У островов ряпушка в это время выбивала икру, нерестилась глубокой осенью, под самую зиму.
А потом в теплой избе на столе будет кипеть ряпушка, сваренная по–карельски, сваренная в глубокой сковороде с луком и картошкой. И усталые, промерзшие насквозь люди станут ждать эту кипящую сковороду, ждать стакан крепкого вина, потом кружку чая и папиросу.
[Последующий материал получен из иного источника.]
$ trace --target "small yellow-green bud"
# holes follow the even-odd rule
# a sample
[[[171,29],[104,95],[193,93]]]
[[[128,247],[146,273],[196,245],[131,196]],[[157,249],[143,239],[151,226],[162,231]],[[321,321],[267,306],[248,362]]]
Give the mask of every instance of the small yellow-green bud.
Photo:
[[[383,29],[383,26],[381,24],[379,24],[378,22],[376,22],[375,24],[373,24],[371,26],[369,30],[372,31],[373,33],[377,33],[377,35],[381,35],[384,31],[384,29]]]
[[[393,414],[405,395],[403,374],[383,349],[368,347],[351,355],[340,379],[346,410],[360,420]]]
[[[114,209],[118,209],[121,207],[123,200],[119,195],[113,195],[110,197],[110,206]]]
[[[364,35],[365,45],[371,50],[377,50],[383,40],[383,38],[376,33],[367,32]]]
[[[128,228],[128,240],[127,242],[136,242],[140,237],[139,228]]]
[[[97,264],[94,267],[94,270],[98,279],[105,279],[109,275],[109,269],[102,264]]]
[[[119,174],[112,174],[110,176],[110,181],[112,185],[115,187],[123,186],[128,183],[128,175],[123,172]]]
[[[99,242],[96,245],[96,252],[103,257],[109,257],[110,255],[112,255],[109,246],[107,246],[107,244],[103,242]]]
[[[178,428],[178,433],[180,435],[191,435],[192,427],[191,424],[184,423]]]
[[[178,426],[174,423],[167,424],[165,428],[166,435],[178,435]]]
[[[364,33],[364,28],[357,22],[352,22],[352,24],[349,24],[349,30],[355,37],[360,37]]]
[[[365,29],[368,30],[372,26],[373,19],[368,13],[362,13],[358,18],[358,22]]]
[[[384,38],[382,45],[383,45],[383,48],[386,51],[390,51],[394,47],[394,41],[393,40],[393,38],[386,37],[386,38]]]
А потом теплый, спокойный сон до утра, в избе, у печи, а утром снова лодки, оплывшие льдом, снова ветер, дальние острова, сети, коченеющие руки, крутые волны, бьющие в борт, и снова ряпушка…
Ряпушка шла недолго. Рыбаки возвращались домой. Возвращались, когда падал снег и под полозьями волокуш трещал коричневый болотный ледок.
Иногда кто-то из них не возвращался. Его находили уже по весне, на разливах. Хоронили молча, отдавая дань земле и озеру и простому рыбацкому труду, который, как всякий труд, требовал от людей отдать ему все до конца.
…За ряпушкой старик не ходил уже давно. После войны в дорогу долго не пускал протез, а когда с протезом пообвыкся, рыбацкая артель распалась и идти уже было не с кем.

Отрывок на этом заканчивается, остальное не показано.